= Kazanlı =

Town in Turkey

Kazanlı is a former municipality in Mersin Province, Turkey. In 2008 the municipality was abolished and absorbed into the municipality Akdeniz within the new district Akdeniz, which was created from part of the former central district of Mersin.

==Geography==
Kazanlı is approximately 10 km east of Mersin center. It is a Mediterranean coastal town. East of the town, there are small settlements surrounded by fields. Towards west and north of the town there are industrial plants and some neighborhoods of Mersin.

==Population==
The population of the municipality was 10,120 as of 2007. The number of buildings of the town is approximately 1,600.

==Economy==
The town was the former port of Tarsus. (see Aulae (Cilicia)) But now fishing has replaced export business. Another economic activity is agriculture. The fertile fields around Kazanlı are well known for forced crop, especially vegetables. Beginning in the early 1970s, factories appeared in the north and west of the town. These include a ferrochrome plant, a soda factory, and a number of agri-food factories. A middle wave radio transmitter site is also in Kazanlı.(see Radyo Çukurova)

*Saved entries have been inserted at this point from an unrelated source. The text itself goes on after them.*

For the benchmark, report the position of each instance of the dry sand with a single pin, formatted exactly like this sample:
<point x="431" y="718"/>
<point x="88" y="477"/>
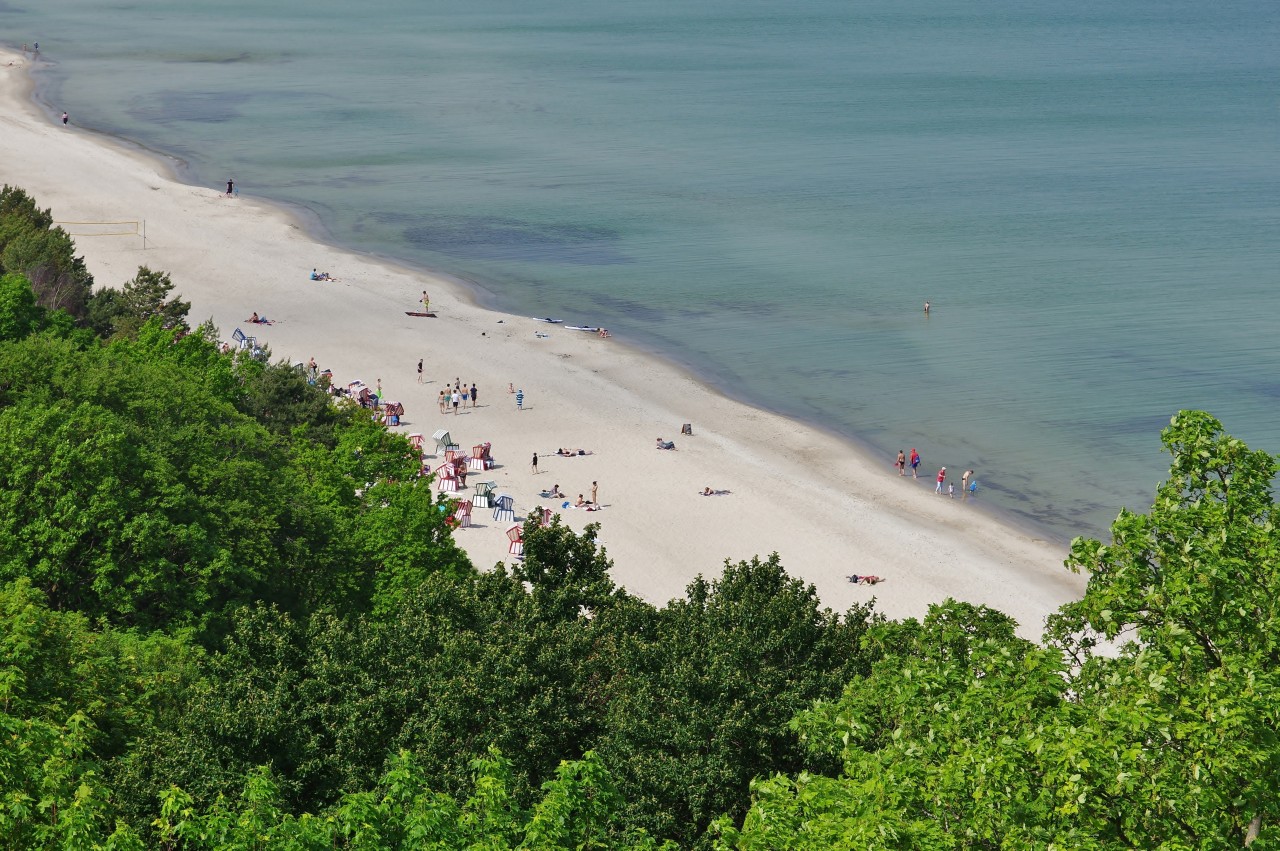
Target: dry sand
<point x="822" y="504"/>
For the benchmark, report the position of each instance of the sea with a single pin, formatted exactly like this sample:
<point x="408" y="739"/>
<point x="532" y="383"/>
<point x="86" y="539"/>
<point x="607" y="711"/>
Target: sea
<point x="767" y="193"/>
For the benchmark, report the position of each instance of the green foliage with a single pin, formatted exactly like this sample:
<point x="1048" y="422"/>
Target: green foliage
<point x="702" y="695"/>
<point x="1150" y="721"/>
<point x="42" y="254"/>
<point x="146" y="297"/>
<point x="19" y="315"/>
<point x="135" y="490"/>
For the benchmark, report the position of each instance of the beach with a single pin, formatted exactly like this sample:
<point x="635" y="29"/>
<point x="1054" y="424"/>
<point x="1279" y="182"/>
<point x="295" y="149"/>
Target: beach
<point x="817" y="501"/>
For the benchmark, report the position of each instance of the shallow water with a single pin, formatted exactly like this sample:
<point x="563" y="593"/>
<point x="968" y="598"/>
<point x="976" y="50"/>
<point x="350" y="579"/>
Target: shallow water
<point x="1088" y="193"/>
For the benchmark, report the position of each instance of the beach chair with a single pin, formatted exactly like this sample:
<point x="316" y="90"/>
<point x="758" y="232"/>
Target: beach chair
<point x="517" y="543"/>
<point x="443" y="440"/>
<point x="481" y="498"/>
<point x="504" y="508"/>
<point x="464" y="513"/>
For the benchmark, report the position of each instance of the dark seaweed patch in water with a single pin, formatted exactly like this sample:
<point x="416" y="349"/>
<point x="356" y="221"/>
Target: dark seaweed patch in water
<point x="191" y="106"/>
<point x="497" y="238"/>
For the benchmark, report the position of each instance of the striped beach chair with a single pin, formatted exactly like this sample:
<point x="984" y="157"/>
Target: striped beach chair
<point x="504" y="508"/>
<point x="516" y="545"/>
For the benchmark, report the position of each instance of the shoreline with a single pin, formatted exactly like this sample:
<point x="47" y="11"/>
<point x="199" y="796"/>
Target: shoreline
<point x="818" y="498"/>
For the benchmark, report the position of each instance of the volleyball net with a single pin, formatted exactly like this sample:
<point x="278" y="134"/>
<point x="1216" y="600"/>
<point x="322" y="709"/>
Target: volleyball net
<point x="129" y="228"/>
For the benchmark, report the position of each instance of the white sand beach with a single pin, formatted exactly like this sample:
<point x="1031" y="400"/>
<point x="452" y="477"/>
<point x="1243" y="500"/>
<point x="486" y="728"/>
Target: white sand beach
<point x="824" y="507"/>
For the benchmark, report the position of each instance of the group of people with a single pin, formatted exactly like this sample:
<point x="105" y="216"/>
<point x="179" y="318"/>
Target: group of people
<point x="968" y="483"/>
<point x="457" y="397"/>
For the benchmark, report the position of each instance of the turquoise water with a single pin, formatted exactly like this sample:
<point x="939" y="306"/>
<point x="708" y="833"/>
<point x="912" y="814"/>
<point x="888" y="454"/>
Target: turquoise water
<point x="1088" y="193"/>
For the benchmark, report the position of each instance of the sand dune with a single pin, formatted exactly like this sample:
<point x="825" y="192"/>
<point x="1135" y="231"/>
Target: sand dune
<point x="823" y="506"/>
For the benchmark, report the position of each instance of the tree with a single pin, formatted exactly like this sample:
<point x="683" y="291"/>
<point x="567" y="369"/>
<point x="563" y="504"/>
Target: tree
<point x="19" y="315"/>
<point x="147" y="297"/>
<point x="1150" y="719"/>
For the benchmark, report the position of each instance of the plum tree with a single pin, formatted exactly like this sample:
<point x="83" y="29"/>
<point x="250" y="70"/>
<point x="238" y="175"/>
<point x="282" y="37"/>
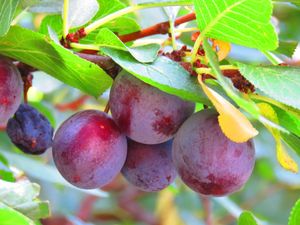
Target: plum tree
<point x="146" y="114"/>
<point x="11" y="86"/>
<point x="207" y="161"/>
<point x="149" y="167"/>
<point x="30" y="130"/>
<point x="89" y="150"/>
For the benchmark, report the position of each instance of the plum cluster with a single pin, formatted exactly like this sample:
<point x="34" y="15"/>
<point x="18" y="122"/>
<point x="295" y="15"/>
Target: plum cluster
<point x="28" y="129"/>
<point x="11" y="86"/>
<point x="150" y="138"/>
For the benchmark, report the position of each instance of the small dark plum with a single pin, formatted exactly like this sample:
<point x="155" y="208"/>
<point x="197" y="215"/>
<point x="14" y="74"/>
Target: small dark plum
<point x="11" y="87"/>
<point x="89" y="150"/>
<point x="29" y="130"/>
<point x="149" y="167"/>
<point x="207" y="161"/>
<point x="146" y="114"/>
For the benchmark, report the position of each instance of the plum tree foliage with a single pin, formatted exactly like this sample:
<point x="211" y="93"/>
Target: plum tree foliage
<point x="178" y="104"/>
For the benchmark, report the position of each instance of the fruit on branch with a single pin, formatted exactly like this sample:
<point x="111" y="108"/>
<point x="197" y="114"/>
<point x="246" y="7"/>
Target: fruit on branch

At the present, tourism plays no role in the Kazanlı economy.

==Sea turtles==
The beaches around Kazanlı are considered as the most important spawning area of rare species of sea turtles in Turkey. These species are loggerhead sea turtle (Caretta caretta) and especially green sea turtle (Chelonia mydasretta). Both species are listed as endangered species (EN) by the IUCN.

Main concern about the spawning areas is industrial pollution. The heavy metal content of the seawater is continuously monitored by the academicians and the factories are warned by the authorities when necessary.